Artist Biography


Wayne Thiebaud

Wayne Thiebaud was born in Mesa, Arizona, in 1920, but spent most of his youth in southern California. He admired cartoons and comic strips from a young age and began his career as a commercial artist in his teens. He worked as a sign painter and apprenticed as an animator for The Walt Disney Studios before serving in the United States Army Air Force during World War II. After his service, he continued to work as a commercial artist—designing movie posters, making cartoons, and working in advertising— before pursuing the study of fine art in the late 1940s.

Studying under the G.I. Bill, Thiebaud earned his bachelor’s and master’s degree from the California State University in Sacramento. While still in graduate school he began his teaching career, working as an art professor for eight years at Sacramento Junior College before joining the faculty of the University of California Davis. Thiebaud has enjoyed a long and distinguished career as a teacher, and although he retired at age seventy, he continues to give popular classes today as professor emeritus. Apart from a sabbatical year spent in New York in the late 1950s, Thiebaud has lived and worked in California for his entire career.

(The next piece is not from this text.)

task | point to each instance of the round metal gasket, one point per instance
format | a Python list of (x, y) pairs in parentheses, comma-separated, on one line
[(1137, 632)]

By the early 1960s, Thiebaud had begun painting the works for which he is best-known, depicting everyday consumer objects in bright colors, such as cakes, pies, hot dogs, candies, gumball machines, toys, and pieces of clothing as they are seen in store windows. Drawing from nostalgic recollections of bakeries and diners from his youth, Thiebaud often painted these objects from memory rather than from direct observation.

In order to heighten their chromatic intensity, he outlines his forms in radiant, rainbow colors that create a halo-like effect. Working with thick, creamy paint, Thiebaud often spotlights his objects against pale backgrounds with the well-defined shadows characteristic of advertisements. In addition to his still lifes, Thiebaud also frequently paints portraits in the same style, depicting sober-faced figures set against light, empty backgrounds.

In 1962, Thiebaud achieved critical and commercial success with his breakthrough show at the Allan Stone Gallery in New York, followed by his first solo museum show at the de Young Museum in San Francisco. Although he is often classified as an American Pop painter—and he was included in the historic and groundbreaking
show of 1962, “New Painting of Common Objects,” at the Pasadena Art Museum, that helped establish the movement—Thiebaud never embraced the concept of Pop art and preferred to describe himself as a traditional painter of illusionistic forms. Disregarding the art trends and movements over the past fifty years, Thiebaud has instead pursued his distinct vision of exacting craftsmanship and meticulously rendered forms that owe more to the masters of the still life tradition than to his contemporaries.

After settling in San Francisco in the early 1970s, Thiebaud began a series of landscapes and cityscapes, painting the steep hills and vertiginous inclines of the city in colorful, dramatic canvases. With his characteristic vibrant palette and meticulous painterly technique, he represented dizzying, unexpected views of San Francisco’s streets and buildings. In the late 1990s he began a series of landscapes of the Sacramento River Delta, painting the watery landscape and surrounding fields in pools of unexpected, vibrant hues. Rejecting traditional perspective, he largely disregarded the sky or horizon line in favor of flat, aerial views. Most recently, Thiebaud has painted a series of mountains, depicting unusual close-up and cross section views of fantastic, towering summits with luminous colors and rich textures.

Alongside these landscapes and cityscapes, Thiebaud has continued to paint his signature still lifes of consumer goods. Experimenting with color, texture, light, and composition, he has repeatedly tackled the same subjects to challenge and explore the formal possibilities of painting.

In October-November 2012, Acquavella Galleries held its first exhibition of works by Thiebaud, a retrospective of paintings and works on paper from the mid-1950s to 2012.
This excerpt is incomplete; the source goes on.